Nada pôde avassalar a face impassível, embora um lampejo de sobressalto tivesse perpassado os orbes amendoados do velho.
- Não compreendo aonde quer chegar – verbalizou. – Bem, se queres saber mais sobre ele, eu sei de algumas coisas, como: onde moras, como vive, desde quando o conheço...
Ela balançou a cabeça num gesto frenético e impassível.
- Não, Quíron. Não brinque com isso – ela fitou-o incisiva. – Eu... eu escutei o que disse ao Percy noutro dia – soltou.
Assim como presenciara várias vezes em Percy, as feições de Quíron se retraíram e endureceram.
- Não sei do que está falando – exclamou.
- Sabe sim. Por favor, Quíron, precisa me dizer. O que está acontecendo? – Ela relatou os acontecimentos minuciosamente ao homem em sua frente, nunca esquecendo dos detalhes. – E agora tem esses sonhos...
- Sonhos? – Ele pareceu interessado.
- Sim. Tudo que aconteceu, ou os vi por meios de sonhos, ou realmente os presenciei. – Ela juntou as mãos sobre o peito. – Por favor, Quíron.

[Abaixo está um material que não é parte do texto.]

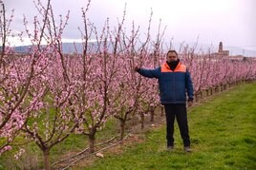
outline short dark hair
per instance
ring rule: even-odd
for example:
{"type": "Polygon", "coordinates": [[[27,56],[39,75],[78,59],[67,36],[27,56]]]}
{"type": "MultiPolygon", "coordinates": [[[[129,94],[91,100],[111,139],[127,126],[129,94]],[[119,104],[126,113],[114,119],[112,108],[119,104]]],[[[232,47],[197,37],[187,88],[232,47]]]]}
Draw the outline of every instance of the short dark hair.
{"type": "Polygon", "coordinates": [[[171,52],[171,53],[175,53],[175,54],[178,56],[178,53],[176,52],[176,50],[168,50],[167,55],[168,55],[170,52],[171,52]]]}

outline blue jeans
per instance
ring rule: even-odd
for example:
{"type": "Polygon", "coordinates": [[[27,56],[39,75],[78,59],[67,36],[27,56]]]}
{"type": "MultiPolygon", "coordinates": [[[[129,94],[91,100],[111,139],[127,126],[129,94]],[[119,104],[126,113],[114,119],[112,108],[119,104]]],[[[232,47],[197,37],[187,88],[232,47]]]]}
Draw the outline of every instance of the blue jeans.
{"type": "Polygon", "coordinates": [[[166,116],[166,140],[167,146],[174,145],[174,121],[177,119],[181,136],[184,146],[190,146],[189,130],[187,124],[187,112],[185,104],[164,104],[166,116]]]}

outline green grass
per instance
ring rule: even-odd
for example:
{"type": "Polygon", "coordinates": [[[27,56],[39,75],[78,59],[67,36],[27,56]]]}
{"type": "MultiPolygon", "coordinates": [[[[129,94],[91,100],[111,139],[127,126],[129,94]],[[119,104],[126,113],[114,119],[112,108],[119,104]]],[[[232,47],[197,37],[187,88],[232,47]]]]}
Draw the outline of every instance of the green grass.
{"type": "Polygon", "coordinates": [[[147,132],[145,142],[124,146],[121,154],[105,153],[82,169],[256,169],[255,83],[189,108],[188,122],[192,153],[183,152],[176,123],[174,151],[165,149],[162,125],[147,132]]]}

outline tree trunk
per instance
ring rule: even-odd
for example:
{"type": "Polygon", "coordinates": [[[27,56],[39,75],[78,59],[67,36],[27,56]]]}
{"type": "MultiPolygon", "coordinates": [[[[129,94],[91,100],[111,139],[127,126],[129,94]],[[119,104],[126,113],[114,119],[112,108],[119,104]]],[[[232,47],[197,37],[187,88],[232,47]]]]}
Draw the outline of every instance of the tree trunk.
{"type": "Polygon", "coordinates": [[[126,122],[124,120],[120,120],[120,138],[119,138],[120,141],[122,141],[124,138],[125,123],[126,122]]]}
{"type": "Polygon", "coordinates": [[[43,153],[44,153],[45,170],[50,170],[51,169],[51,167],[50,167],[50,149],[46,148],[45,150],[43,150],[43,153]]]}
{"type": "Polygon", "coordinates": [[[89,135],[89,151],[90,151],[90,153],[95,152],[95,142],[96,142],[95,134],[90,134],[89,135]]]}
{"type": "Polygon", "coordinates": [[[162,105],[160,106],[160,116],[164,116],[164,107],[162,105]]]}
{"type": "Polygon", "coordinates": [[[150,106],[150,122],[154,122],[154,118],[155,118],[155,108],[154,106],[150,106]]]}
{"type": "Polygon", "coordinates": [[[141,130],[144,129],[144,122],[145,122],[145,115],[143,112],[140,113],[140,124],[141,124],[141,130]]]}

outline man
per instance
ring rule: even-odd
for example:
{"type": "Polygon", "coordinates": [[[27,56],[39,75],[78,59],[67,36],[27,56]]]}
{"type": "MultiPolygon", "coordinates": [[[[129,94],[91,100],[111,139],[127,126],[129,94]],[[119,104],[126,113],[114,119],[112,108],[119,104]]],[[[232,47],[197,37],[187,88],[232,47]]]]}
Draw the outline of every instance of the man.
{"type": "Polygon", "coordinates": [[[186,99],[188,106],[193,104],[193,85],[190,73],[178,59],[175,50],[167,52],[167,61],[155,69],[139,66],[135,70],[140,75],[159,80],[160,103],[164,105],[166,115],[167,149],[174,149],[174,121],[177,119],[185,152],[191,152],[187,123],[186,99]]]}

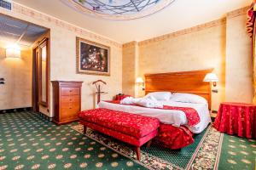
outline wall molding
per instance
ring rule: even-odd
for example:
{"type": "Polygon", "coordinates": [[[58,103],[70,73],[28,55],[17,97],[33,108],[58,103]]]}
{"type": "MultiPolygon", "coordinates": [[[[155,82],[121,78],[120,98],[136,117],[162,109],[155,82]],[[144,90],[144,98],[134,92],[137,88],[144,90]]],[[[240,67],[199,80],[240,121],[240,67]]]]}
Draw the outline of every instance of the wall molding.
{"type": "Polygon", "coordinates": [[[132,41],[132,42],[127,42],[127,43],[124,43],[124,44],[123,44],[123,48],[130,48],[130,47],[136,46],[136,45],[137,45],[137,44],[138,44],[137,42],[132,41]]]}
{"type": "Polygon", "coordinates": [[[236,10],[227,13],[227,18],[235,18],[240,15],[247,14],[247,10],[250,8],[250,6],[238,8],[236,10]]]}
{"type": "Polygon", "coordinates": [[[172,32],[172,33],[165,34],[165,35],[159,36],[159,37],[156,37],[149,38],[149,39],[139,42],[138,44],[140,46],[147,45],[147,44],[154,43],[154,42],[159,42],[159,41],[163,41],[163,40],[166,40],[166,39],[169,39],[169,38],[173,38],[173,37],[179,37],[179,36],[183,36],[183,35],[185,35],[185,34],[197,32],[197,31],[202,31],[202,30],[205,30],[205,29],[208,29],[208,28],[213,27],[213,26],[218,26],[225,25],[227,18],[234,18],[234,17],[237,17],[237,16],[240,16],[240,15],[246,14],[248,8],[249,8],[249,6],[247,6],[247,7],[241,8],[238,8],[238,9],[236,9],[234,11],[227,13],[226,17],[224,17],[224,18],[218,19],[218,20],[212,20],[212,21],[210,21],[210,22],[207,22],[205,24],[198,25],[198,26],[193,26],[193,27],[190,27],[190,28],[186,28],[186,29],[177,31],[175,31],[175,32],[172,32]]]}
{"type": "Polygon", "coordinates": [[[211,27],[214,27],[214,26],[218,26],[224,25],[224,24],[226,24],[226,18],[222,18],[222,19],[218,19],[216,20],[212,20],[211,22],[207,22],[205,24],[198,25],[196,26],[193,26],[190,28],[186,28],[184,30],[177,31],[176,32],[172,32],[169,34],[165,34],[163,36],[160,36],[160,37],[156,37],[150,38],[148,40],[144,40],[144,41],[139,42],[139,45],[140,46],[147,45],[147,44],[154,43],[154,42],[156,42],[159,41],[163,41],[163,40],[166,40],[169,38],[173,38],[173,37],[177,37],[179,36],[183,36],[186,34],[197,32],[197,31],[200,31],[202,30],[206,30],[206,29],[208,29],[211,27]]]}
{"type": "MultiPolygon", "coordinates": [[[[108,37],[105,37],[101,36],[99,34],[96,34],[95,32],[91,32],[88,30],[85,30],[85,29],[81,28],[79,26],[74,26],[71,23],[68,23],[67,21],[57,19],[54,16],[41,13],[39,11],[37,11],[35,9],[32,9],[32,8],[26,7],[26,6],[23,6],[23,5],[21,5],[20,3],[17,3],[15,2],[13,2],[13,11],[10,12],[10,13],[13,13],[13,12],[17,13],[19,14],[24,14],[24,15],[32,17],[32,18],[38,20],[43,20],[43,21],[49,22],[50,24],[54,24],[55,26],[56,26],[58,27],[61,27],[61,28],[68,30],[70,31],[73,31],[74,33],[77,33],[78,36],[84,35],[85,37],[88,37],[93,39],[93,41],[98,41],[98,42],[103,42],[104,43],[113,45],[113,46],[115,46],[117,48],[122,48],[121,43],[119,43],[119,42],[117,42],[113,40],[111,40],[108,37]]],[[[7,13],[7,14],[8,14],[9,13],[7,13]]]]}

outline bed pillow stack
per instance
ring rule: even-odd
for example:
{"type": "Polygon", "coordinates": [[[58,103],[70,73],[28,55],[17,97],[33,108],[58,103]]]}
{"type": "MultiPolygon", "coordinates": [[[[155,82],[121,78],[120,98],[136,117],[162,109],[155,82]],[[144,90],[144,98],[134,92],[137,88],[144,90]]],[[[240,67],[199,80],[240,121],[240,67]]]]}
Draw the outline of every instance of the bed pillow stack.
{"type": "Polygon", "coordinates": [[[153,92],[146,95],[145,97],[147,98],[152,98],[155,99],[157,100],[170,100],[172,98],[172,94],[171,92],[153,92]]]}
{"type": "Polygon", "coordinates": [[[172,94],[172,101],[192,104],[207,104],[203,97],[192,94],[176,93],[172,94]]]}

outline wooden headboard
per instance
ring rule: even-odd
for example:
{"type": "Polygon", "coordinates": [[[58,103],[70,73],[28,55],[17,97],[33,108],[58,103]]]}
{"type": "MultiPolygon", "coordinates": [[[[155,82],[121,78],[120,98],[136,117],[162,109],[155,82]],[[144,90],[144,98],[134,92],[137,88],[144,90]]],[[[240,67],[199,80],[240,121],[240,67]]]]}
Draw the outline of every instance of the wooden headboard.
{"type": "Polygon", "coordinates": [[[182,72],[169,72],[145,75],[145,93],[167,91],[200,95],[212,104],[210,82],[203,82],[205,76],[213,69],[182,72]]]}

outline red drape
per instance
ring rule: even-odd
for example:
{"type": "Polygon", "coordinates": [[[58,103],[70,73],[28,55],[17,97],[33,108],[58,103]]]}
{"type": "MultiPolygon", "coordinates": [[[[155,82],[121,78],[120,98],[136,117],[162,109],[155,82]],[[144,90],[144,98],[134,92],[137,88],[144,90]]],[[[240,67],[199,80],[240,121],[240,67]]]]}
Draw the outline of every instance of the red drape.
{"type": "Polygon", "coordinates": [[[222,103],[213,127],[228,134],[256,138],[256,106],[239,103],[222,103]]]}

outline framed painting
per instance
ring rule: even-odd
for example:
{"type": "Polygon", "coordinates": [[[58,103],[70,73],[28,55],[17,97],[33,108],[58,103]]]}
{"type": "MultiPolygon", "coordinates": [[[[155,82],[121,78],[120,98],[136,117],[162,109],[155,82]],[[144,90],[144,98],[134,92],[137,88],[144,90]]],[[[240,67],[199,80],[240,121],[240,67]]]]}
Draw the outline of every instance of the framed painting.
{"type": "Polygon", "coordinates": [[[110,48],[77,37],[77,73],[110,76],[110,48]]]}

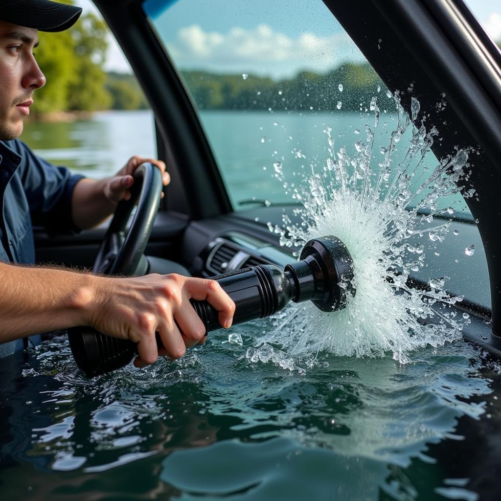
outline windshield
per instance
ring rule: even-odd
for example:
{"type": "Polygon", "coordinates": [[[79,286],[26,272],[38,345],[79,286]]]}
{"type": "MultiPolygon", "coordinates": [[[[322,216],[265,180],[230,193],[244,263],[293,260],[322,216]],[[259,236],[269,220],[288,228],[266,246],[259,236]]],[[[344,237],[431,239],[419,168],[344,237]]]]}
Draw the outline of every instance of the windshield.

O mais velho a analisou profundamente. Os olhos suplicantes remoíam a alma daquele ser, desesperados pelas luzes que os tirariam do devaneio. Se lhe contasse, talvez perdesse a sanidade e aderisse à loucura e, na pior das hipóteses, ela acreditaria.
Ela já sabia demais.
Compadeceu-se.
- Preciso acrescentar que tudo que lhe direi é verdade e somente verdade. Acreditar, pois então, é escolha sua.
Ele tornou a procurar pela chave prateada nas gavetas e, quando a encontrou, reproduziu os atos de quando Thalia o observava, embora agora fosse outra espectadora.
Annabeth não sabia se esfregava os olhos ou se gritava. Estaria realmente vendo uma passagem secreta?
- Só lhe advirto, pois quem avisa amigo é: você entrará em mundo que jamais sairá. Eu fiz minha parte, é hora de descobrir o que o futuro lhe reserva.